Netflix's profits were also boosted a cheaper option of his service, which included commercials for the first time in its history. The company still gets only a small portion of its revenue from its two-year-old advertising push, but Netflix is ​​increasing its focus on this business segment to boost its profits.

Netflix co-CEO Greg Peters predicted the company's advertising sales will double next year, but will remain just a fraction of total revenue, which will continue to be driven by subscription fees.

“We still have a lot of work to do,” Peters said in a video call with investors.
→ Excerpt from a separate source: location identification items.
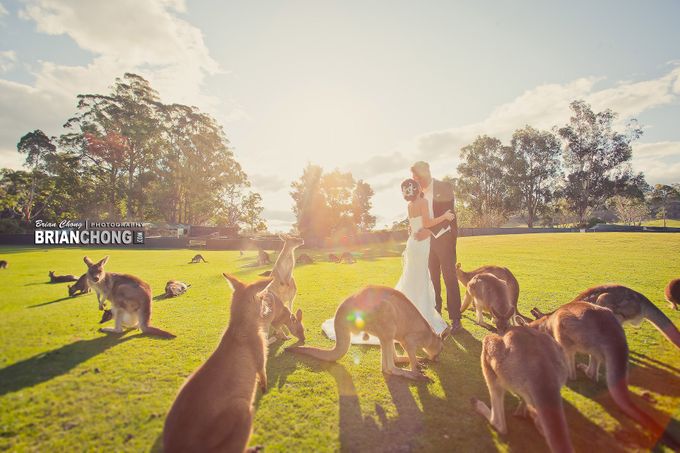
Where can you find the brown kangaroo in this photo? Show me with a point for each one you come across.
(81, 286)
(213, 410)
(532, 365)
(129, 295)
(62, 278)
(582, 327)
(389, 315)
(632, 307)
(491, 295)
(501, 272)
(197, 259)
(174, 288)
(673, 293)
But he expected Netflix's foray into advertising would ultimately prove as successful as its recent crackdown on password sharing.

Although he was impressed by most of Netflix's reports, Mike Proulx, an analyst at Forrester Research, called the slowdown in subscriber growth “concerning,” particularly in the U.S., where the company is finding it increasingly difficult to attract more viewers.

“That’s why accelerating growth through advertising is paramount to Netflix’s future strategy,” Proulx said.

As Netflix has evolved, it has increasingly supplemented its slate of scripted TV series and films with live programming, such as a Labor Day extravaganza starring famed glutton Joey Chestnut, who sets a world record for eating hot dogs in a showdown with his longtime nemesis sets up Takeru Kobayashi.

Netflix will try to attract more viewers in the current quarter with a fight on November 15th Former heavyweight champion Mike Tyson takes on Jake Paul, a YouTube sensation turned boxer, and two National Football League games on Christmas day.